In-database ML can quietly become a correctness and operations problem: a model state stored in a Memory table that vanishes on restart, scaling constants that drift between training and inference, or a regression that silently diverges because the learning rate was never tuned for unscaled inputs. Pulse monitors ClickHouse in production — surfacing the table-engine and memory choices behind model-storage tables, flagging schema or ordering changes that would break a positional evalMLMethod pipeline, and helping you keep training and scoring workloads from contending with your interactive queries. If you are building ML features on top of ClickHouse, Pulse helps you keep the surrounding data plumbing reliable.

Frequently Asked Questions

Q: Can ClickHouse train deep learning or non-linear models?

No. The built-in ML functions cover linear regression and logistic regression only, fit by stochastic gradient descent. For non-linear models, use ClickHouse for feature engineering and export to a dedicated ML framework.

Q: What is the difference between stochasticLinearRegression and simpleLinearRegression?

simpleLinearRegression solves ordinary least squares in closed form for a single (x, y) pair and returns slope and intercept. stochasticLinearRegression handles multiple features via gradient descent and supports persisting a reusable model state.

Q: Why does my model produce nonsense predictions?

The most common cause is unscaled features. Gradient descent needs standardized inputs (zero mean, unit variance), and you must apply the same scaling constants at both training and prediction time. A second cause is feature order — evalMLMethod matches features by position.

Q: How do I save a trained model so other queries can use it?

Train with the -State combinator (stochasticLinearRegressionState) and store the result in a table — Memory for an ephemeral model, or a MergeTree engine for persistence. Reference that state in evalMLMethod.

Q: Can I combine models trained on different shards?

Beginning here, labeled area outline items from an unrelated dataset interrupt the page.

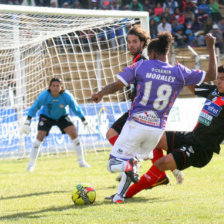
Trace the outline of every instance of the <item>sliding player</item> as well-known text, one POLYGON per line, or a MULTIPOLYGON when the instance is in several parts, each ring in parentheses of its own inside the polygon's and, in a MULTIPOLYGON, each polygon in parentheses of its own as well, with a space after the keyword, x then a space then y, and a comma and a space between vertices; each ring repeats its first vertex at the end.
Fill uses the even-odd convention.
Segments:
MULTIPOLYGON (((123 203, 124 194, 131 181, 138 182, 138 162, 134 157, 145 158, 158 144, 164 133, 170 109, 183 86, 200 84, 204 81, 205 75, 207 81, 214 79, 215 38, 207 34, 206 43, 210 54, 207 73, 190 70, 179 64, 169 65, 167 58, 172 35, 170 32, 160 33, 158 38, 152 40, 148 46, 150 60, 140 60, 125 68, 119 73, 118 81, 92 95, 92 99, 98 103, 104 95, 121 90, 125 85, 137 80, 137 95, 128 120, 111 150, 108 162, 110 172, 123 171, 113 202, 123 203)), ((154 168, 152 175, 155 176, 153 179, 158 181, 161 171, 154 168)))
MULTIPOLYGON (((169 169, 184 170, 190 166, 202 168, 211 161, 214 153, 220 152, 220 144, 224 140, 224 67, 218 67, 216 85, 196 86, 195 94, 207 98, 198 123, 192 132, 166 133, 165 149, 168 155, 154 164, 161 172, 169 169)), ((148 188, 153 182, 156 182, 156 178, 144 184, 139 181, 135 190, 140 186, 140 190, 148 188)), ((131 193, 127 192, 126 197, 132 197, 134 194, 131 193)))

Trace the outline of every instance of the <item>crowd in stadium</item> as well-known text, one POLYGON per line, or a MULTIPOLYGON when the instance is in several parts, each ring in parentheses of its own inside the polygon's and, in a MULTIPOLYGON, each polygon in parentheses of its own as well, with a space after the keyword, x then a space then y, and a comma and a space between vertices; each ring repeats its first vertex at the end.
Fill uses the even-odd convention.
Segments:
POLYGON ((75 9, 147 11, 150 35, 170 31, 176 47, 205 46, 205 34, 216 37, 216 47, 224 53, 223 0, 0 0, 2 4, 75 9))

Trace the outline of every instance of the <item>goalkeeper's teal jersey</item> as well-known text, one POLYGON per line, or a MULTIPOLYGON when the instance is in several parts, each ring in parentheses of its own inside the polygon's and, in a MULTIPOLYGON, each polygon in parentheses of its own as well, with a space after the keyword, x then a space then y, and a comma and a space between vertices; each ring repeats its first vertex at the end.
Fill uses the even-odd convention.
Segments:
POLYGON ((80 119, 84 117, 82 109, 77 104, 72 94, 65 90, 58 97, 53 97, 50 91, 43 91, 28 111, 29 117, 34 117, 40 109, 40 114, 45 115, 53 120, 58 120, 60 117, 68 115, 69 108, 80 119))

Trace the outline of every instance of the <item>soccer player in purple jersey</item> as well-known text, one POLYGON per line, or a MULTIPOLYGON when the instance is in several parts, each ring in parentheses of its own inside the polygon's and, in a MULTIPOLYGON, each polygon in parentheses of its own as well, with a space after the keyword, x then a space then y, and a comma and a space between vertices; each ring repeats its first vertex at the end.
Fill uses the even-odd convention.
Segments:
MULTIPOLYGON (((124 194, 131 181, 138 182, 138 162, 156 147, 164 133, 166 121, 176 97, 183 86, 214 80, 216 75, 215 38, 206 35, 210 62, 208 71, 190 70, 183 65, 171 66, 167 61, 172 44, 170 32, 159 34, 148 46, 150 60, 140 60, 126 67, 118 80, 92 95, 98 103, 102 97, 114 93, 137 80, 137 95, 129 117, 110 153, 108 170, 123 171, 122 179, 113 198, 115 203, 124 202, 124 194)), ((161 171, 154 166, 153 181, 158 180, 161 171)))

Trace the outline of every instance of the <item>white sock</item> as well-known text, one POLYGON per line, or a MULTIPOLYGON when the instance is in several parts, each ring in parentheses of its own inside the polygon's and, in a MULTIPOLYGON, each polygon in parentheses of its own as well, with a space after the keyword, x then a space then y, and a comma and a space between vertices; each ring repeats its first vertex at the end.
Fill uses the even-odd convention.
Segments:
POLYGON ((122 174, 122 178, 119 184, 119 187, 117 189, 117 194, 119 194, 122 198, 124 197, 126 191, 128 190, 129 186, 131 184, 131 179, 126 175, 125 172, 122 174))
POLYGON ((121 159, 110 159, 108 163, 108 170, 111 173, 116 172, 124 172, 127 166, 127 161, 121 160, 121 159))
POLYGON ((32 164, 36 163, 36 160, 39 154, 40 144, 41 144, 41 141, 39 141, 38 139, 36 139, 35 142, 33 143, 33 146, 30 152, 29 163, 32 163, 32 164))
POLYGON ((81 146, 81 143, 79 141, 79 138, 75 138, 72 140, 74 147, 75 147, 75 151, 76 151, 76 155, 78 157, 78 161, 80 162, 85 162, 85 157, 84 157, 84 153, 83 153, 83 148, 81 146))

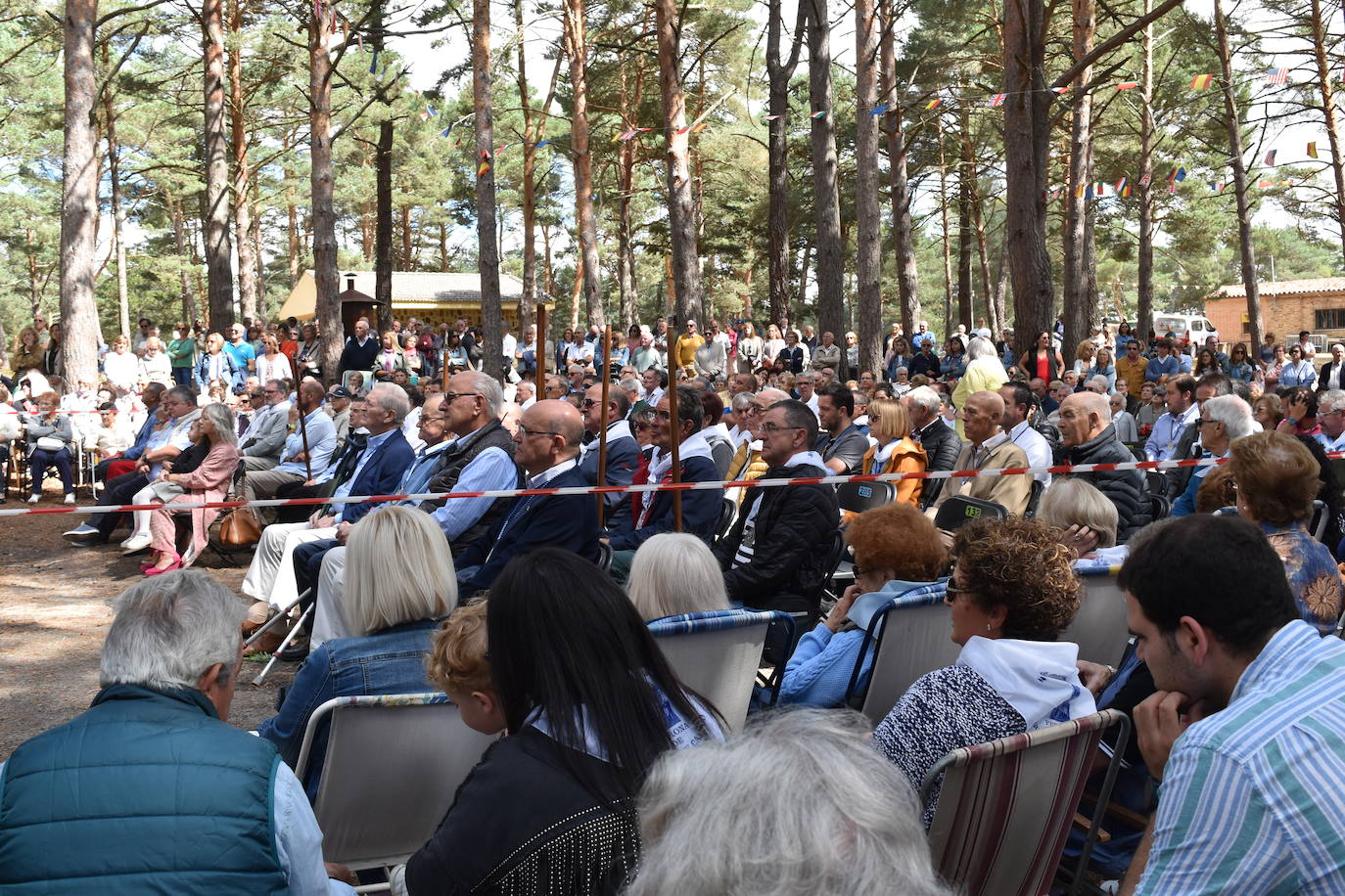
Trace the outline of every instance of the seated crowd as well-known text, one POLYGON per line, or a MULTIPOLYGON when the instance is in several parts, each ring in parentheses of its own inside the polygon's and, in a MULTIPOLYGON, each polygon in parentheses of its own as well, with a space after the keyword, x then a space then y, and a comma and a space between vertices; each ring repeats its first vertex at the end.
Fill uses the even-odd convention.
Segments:
MULTIPOLYGON (((924 325, 909 341, 894 332, 880 379, 847 364, 830 333, 810 347, 749 325, 725 345, 717 322, 674 339, 660 321, 632 328, 609 359, 570 333, 554 375, 539 371, 545 349, 506 352, 504 387, 444 340, 443 357, 421 359, 443 386, 412 386, 394 376, 405 373, 395 334, 379 348, 367 329, 347 344, 374 349, 360 361, 367 390, 363 377, 323 390, 278 376, 257 384, 246 418, 227 395, 202 402, 190 386, 141 392, 147 419, 100 476, 105 502, 156 509, 66 535, 90 547, 125 523, 122 549, 152 549, 147 576, 171 575, 118 599, 93 707, 0 770, 0 884, 93 892, 110 876, 136 889, 172 873, 188 889, 307 893, 373 883, 323 865, 311 801, 325 723, 303 780, 292 768, 323 703, 441 690, 468 727, 507 736, 425 844, 387 869, 393 892, 950 892, 925 840, 939 760, 1107 708, 1137 729, 1114 798, 1141 817, 1099 848, 1099 877, 1139 893, 1345 889, 1332 834, 1345 802, 1328 779, 1345 748, 1333 556, 1345 496, 1323 453, 1336 449, 1328 420, 1345 412, 1341 383, 1286 387, 1263 396, 1274 407, 1254 407, 1248 383, 1266 377, 1228 371, 1248 364, 1245 349, 1223 363, 1200 352, 1194 379, 1155 340, 1161 363, 1143 382, 1165 410, 1141 424, 1151 399, 1138 406, 1141 390, 1116 372, 1139 363, 1114 363, 1111 345, 1081 347, 1075 383, 1048 398, 1037 380, 1071 372, 1049 333, 1014 364, 985 334, 966 348, 954 336, 940 359, 924 325), (1220 463, 1045 472, 1137 457, 1220 463), (1034 472, 898 480, 878 506, 846 506, 827 484, 724 488, 1002 467, 1034 472), (674 480, 707 485, 480 494, 674 480), (172 504, 235 488, 331 498, 256 510, 246 623, 246 604, 208 575, 174 574, 200 556, 214 514, 172 504), (406 497, 346 500, 389 494, 406 497), (1005 519, 950 525, 940 512, 967 500, 1005 519), (853 578, 837 572, 842 555, 853 578), (1108 570, 1132 637, 1124 656, 1081 656, 1071 626, 1087 578, 1108 570), (882 643, 900 649, 912 595, 947 606, 948 661, 870 721, 851 707, 882 643), (307 638, 289 652, 303 660, 293 685, 247 737, 225 724, 239 631, 309 606, 307 638), (795 639, 772 629, 773 685, 753 697, 784 708, 741 731, 725 721, 730 708, 685 684, 647 625, 730 609, 799 626, 795 639), (876 641, 884 611, 890 631, 876 641), (191 798, 174 802, 184 787, 191 798), (71 834, 91 846, 55 848, 71 834), (190 848, 164 848, 184 838, 190 848)), ((1128 355, 1132 341, 1118 348, 1128 355)), ((23 426, 59 433, 59 400, 36 396, 23 426)))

Yes. Because the model is an aggregate-function state, the -Merge family of combinators can merge partial states into a single state, which evalMLMethod can then evaluate. Feature ordering and scaling must be identical across all partial states.

Q: Which gradient descent method should I choose?

Adam (the default) is a reasonable starting point and adapts the step size automatically. SGD, Momentum, and Nesterov are available if you want manual control; benchmark on a holdout set, since the best choice depends on your feature distribution and batch size.